By MARCIA LANE
More than 100 Putnam County Historical Society members, guests and area dignitaries including Count Commissioner Chip Laibl, Putnam Property Appraiser Tim Parker and Tax Collector (and Society treasurer) Linda Myers attended the annual meeting/Christmas party.
Also on hand was Larry Beaton. He became a member in 1966 when the Society officially incorporated. He was a teen when his mother and grandmother, also original members, put his name on the membership list. He is now the Society’s official historian.

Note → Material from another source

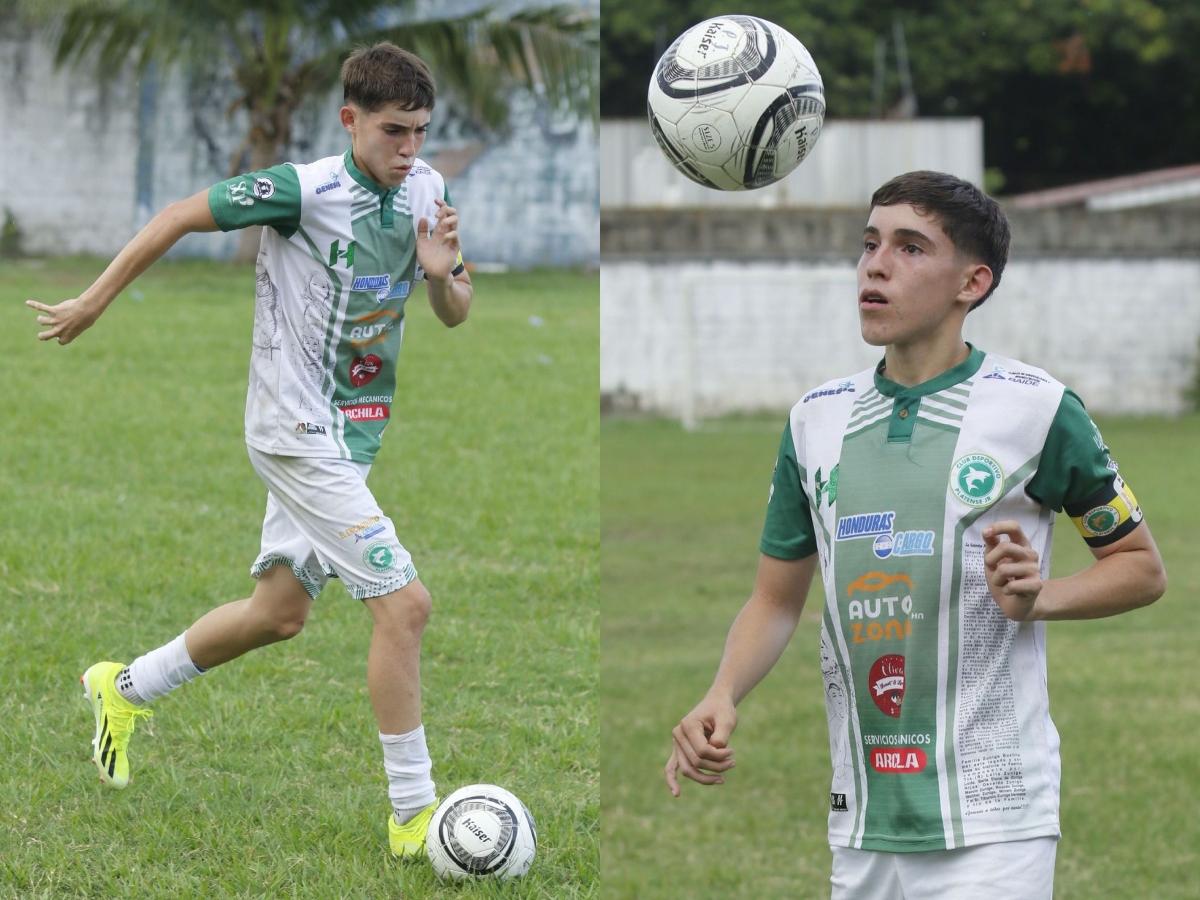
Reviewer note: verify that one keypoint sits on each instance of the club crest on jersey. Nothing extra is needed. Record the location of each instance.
(977, 480)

Outgoing president Coenraad Van Rensburg and his wife, Elizabeth, were saluted for their work. In his three years as president, Van Rensburg has increased membership, involved the Society in projects around the county, helped bring in a Smithsonian exhibit on waterways this summer and been the spark behind efforts to save Noah’s Ark, a boat that once hosted national industrialists and movie stars when they came to fish on the St. Johns River.
Providing music for the event was The Sandspurs, who came early and stayed on to entertain guests in the decorated-for-Christmas Bronson-Mulholland House.
Founded in 1961
The Historical Society was established in 1961 and officially incorporated as a non-profit by the State of Florida in June of 1966. Early members were instrumental in saving the Bronson-Mulholland House, which was built in 1854 and is now on the U.S. National Register of Historic Places. Although plans were to tear it down, public opinion and strong protests led to its being saved and the city getting grants for its restoration.
Today, the house belongs to the City of Palatka, and the Society owns the furnishings and uses a small house that once was part of Fort Shannon as a museum.
The house was built by Judge Isaac Bronson, a New Yorker who was a lawyer and member of the 25th Congress. Bronson was one of four circuit state judges appointed when Florida became a state in 1845. Bronson prepared and sponsored the city charter for Palatka in the state legislature. He only got to live in the house for a year before his death. Mary Mulholland came into the property in 1904.